There were a number of Katrina evacuees there too and they were all lovely. There was Herbert and this other man, whose name I can't recall, that would play Mahalia Jackson on hot summer afternoons. These men were gold.


It was tenants like them that got evicted when the new company that had bought Glendale, ironically named Mi Casa. Things were slummy before Mi Casa but they went straight to Hell when they took over. The heater died during the winter, as did the AC during the summer. The ground's old repairman, a really nice man named Glenn, was fired by Mi Casa, after working for the complex for over 15 years. Holes started appearing between the ceiling and the cinderblock walls, allowing ice air during the cold and then, as Spring came, wasps. I actually got really good at capturing rogue wasps. We lost all cold water, with only scalding hot water to shower in. Summer in the South is no joke but it was so unforgiving in the apartment that it was literally cooler outside. My parents were kind enough to let us shower at their house and it felt like a soul reprieve.

We started seeing people getting slowly kicked out in the buildings across from us, some of whom had been tenants longer than us. Renters with disabilities, working-class families, the elderly, all getting the boot as men in hazmat suits started going in and out of the newly vacated rooms. It was the worst kind of surreal and felt like the universe telling us to get the hell out before we were next. Thankfully, close friends of ours had moved to a better and most importantly, affordable for us, complex, recently and gave us the heads up. This afforded us to move out on our own terms, which felt beyond tantamount to us.
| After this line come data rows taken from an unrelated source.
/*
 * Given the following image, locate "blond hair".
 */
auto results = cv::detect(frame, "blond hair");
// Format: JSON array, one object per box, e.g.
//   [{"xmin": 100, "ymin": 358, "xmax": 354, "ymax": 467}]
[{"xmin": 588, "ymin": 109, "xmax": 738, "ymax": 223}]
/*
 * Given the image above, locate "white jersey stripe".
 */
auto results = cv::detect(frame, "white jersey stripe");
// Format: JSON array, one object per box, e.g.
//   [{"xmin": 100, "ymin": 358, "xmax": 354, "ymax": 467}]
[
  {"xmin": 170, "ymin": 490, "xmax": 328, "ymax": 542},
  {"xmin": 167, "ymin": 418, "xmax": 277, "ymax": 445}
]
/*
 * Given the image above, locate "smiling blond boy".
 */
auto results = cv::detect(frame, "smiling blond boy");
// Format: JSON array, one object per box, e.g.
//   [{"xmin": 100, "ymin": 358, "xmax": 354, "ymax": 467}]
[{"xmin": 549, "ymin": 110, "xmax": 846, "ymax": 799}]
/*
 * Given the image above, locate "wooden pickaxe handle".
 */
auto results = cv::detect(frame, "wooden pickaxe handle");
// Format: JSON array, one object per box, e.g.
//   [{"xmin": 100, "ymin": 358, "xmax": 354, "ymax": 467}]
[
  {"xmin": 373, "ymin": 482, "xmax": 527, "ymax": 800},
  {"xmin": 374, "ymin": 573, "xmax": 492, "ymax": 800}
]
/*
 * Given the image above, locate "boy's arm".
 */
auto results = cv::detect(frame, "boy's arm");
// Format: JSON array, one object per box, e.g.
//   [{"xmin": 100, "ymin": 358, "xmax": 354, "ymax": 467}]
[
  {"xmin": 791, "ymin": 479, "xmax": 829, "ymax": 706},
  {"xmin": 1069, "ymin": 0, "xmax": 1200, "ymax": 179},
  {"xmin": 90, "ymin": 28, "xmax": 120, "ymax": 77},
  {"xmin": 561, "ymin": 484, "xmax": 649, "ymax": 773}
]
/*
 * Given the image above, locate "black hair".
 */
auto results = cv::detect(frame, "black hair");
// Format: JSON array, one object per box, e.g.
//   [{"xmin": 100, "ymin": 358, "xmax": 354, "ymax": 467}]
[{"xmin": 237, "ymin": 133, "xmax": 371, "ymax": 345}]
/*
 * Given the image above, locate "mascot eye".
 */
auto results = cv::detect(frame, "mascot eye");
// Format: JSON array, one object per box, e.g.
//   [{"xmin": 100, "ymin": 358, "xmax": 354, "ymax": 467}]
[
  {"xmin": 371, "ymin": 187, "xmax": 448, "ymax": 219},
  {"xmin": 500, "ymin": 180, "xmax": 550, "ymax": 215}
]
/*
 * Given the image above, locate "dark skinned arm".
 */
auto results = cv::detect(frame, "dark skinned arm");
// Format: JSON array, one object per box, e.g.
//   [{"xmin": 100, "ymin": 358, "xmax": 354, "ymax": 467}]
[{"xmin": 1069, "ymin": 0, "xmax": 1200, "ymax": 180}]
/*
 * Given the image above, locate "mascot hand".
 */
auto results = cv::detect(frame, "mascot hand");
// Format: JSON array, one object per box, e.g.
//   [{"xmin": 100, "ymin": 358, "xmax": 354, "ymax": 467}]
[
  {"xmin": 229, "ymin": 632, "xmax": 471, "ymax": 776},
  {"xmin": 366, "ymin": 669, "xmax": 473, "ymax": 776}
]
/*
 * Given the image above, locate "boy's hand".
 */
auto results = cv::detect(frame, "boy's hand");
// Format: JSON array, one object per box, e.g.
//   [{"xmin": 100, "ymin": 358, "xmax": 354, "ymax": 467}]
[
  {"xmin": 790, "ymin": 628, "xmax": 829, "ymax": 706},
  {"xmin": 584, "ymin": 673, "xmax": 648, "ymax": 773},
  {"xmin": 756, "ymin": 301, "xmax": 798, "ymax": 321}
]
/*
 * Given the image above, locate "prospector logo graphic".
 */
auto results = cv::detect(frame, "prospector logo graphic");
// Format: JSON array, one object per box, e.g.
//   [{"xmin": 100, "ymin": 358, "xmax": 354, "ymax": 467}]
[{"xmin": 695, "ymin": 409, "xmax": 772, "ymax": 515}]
Glendale became a ghost and restructured into an expensive "Eco Flat," making all the good pseudo-liberals in town feel so nice about how progressive the city is. Yes, progress while good men and women were thrown out into the streets in the name of money and gentrification. We both would try to explain this to friends of ours at the time and nobody seemed to care.


Trauma makes you feel lonely already, so this is when raw became haunted and scarred. Pretty surfaces appease eyes that are blind to tears and the suffering of the poor and lower classes. I will never stop being sick bout this.


It's been a little over a decade and I still have a burning ember of hate in my heart over this. I should be more zen or whatever, but fuck it. The second English word I ever said as a baby was "bullshit." My mom took it as a sign to monitor her language around me but as an adult, I like to think that even in my early form, I was already tired of seeing things not right around me. You should never accept bullshit as normal. None of us should. Seeing this old article about the award-winning "Eco Flats" is one of the most obscene things ever. People think obscenity means blue language or the unharmed nude consenting adult form...wrong wrong wrong. Real obscenity is when no one cares about their fellow humans and tramples on them in the name of glossy surfaces and attracting money. The latter, while important on a basic survival level, is temporary. When we're dead in the ground, it matters nothing at all. It is our imprint that survives us. Our actions determine whether it is a legacy in glorious heart and vision or a stain tattooed in the ghosts of misery. I will never ever forget or forgive this misdeed. We got to leave on our own terms but knowing that so many didn't get that luxury stays with me as a thorn fused into my skin.


Bukowski was right. Nobody suffers like the poor, indeed.